If you hold a FastPass, and know how to use it effectively, this is a tremendous benefit, but it comes at a cost of longer waits for those who have to wait standby. Which will ultimately be all or most of us at some point, unless you manage to obtain a FastPass for every attraction you ride. You also cannot assume that the standby line will be
any shorter because of the existence of FastPass - these guests
may not have been in front of you anyway. As YoHo said:
The thing is though that many people judge whether they'll get in a line based on current wait, so you can't say that the line would be the same length, because it may not have been.

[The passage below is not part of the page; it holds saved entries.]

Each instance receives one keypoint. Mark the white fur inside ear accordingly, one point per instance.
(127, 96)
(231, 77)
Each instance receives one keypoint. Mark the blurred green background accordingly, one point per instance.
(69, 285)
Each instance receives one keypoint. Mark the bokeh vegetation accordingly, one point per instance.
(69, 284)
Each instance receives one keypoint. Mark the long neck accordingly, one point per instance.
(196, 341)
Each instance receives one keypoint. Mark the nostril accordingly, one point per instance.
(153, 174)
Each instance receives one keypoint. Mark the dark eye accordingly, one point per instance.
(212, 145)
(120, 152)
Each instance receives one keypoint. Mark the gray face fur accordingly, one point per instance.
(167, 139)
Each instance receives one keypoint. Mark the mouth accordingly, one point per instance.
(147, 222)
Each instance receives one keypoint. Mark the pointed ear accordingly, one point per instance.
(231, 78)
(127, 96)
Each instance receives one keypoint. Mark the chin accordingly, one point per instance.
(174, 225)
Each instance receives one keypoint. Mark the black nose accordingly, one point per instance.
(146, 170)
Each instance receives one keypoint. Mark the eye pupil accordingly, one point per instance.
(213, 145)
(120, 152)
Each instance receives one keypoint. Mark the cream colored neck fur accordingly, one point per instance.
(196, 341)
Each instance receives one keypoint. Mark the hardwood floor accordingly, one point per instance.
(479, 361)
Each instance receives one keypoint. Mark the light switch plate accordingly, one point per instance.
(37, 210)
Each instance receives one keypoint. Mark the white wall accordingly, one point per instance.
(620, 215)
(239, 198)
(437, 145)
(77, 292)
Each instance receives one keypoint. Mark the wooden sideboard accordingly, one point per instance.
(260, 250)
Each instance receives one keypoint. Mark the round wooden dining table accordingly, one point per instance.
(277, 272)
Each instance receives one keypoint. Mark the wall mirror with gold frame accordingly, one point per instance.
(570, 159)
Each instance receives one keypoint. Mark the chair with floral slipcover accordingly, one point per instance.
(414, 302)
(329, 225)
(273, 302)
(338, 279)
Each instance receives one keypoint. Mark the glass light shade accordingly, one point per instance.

If FastPass otherwise makes the standby line shorter, this provides an incentive for more people to enter the standby line for that attraction - it doesn't stay that short. Actual wait times aside, if you see a half-empty attraction queue (half full because the Fastpass people aren't in it) you are more likely to line up yourself. But those 'missing' FP'ers are still going to come back, and since they are 'virtually' in front of you, you are going to wait longer in that standby line. But if there really were fewer people in the standby line, because the remainder are elsewhere holding FastPasses, the smaller number of people who are in that line still move slower than they would without FastPass. In the example above with 2,000 people per hour, instead of having all 2,000 in the standby line you have 1,500 there and 500 returning with FastPass. Without FP rider #1,500 should get on in 45 minutes; With FP it will be about an hour or close, because those FP holders will show up before the end of that hour specified on the FastPass - our example rider 1500 will have to wait for all of them.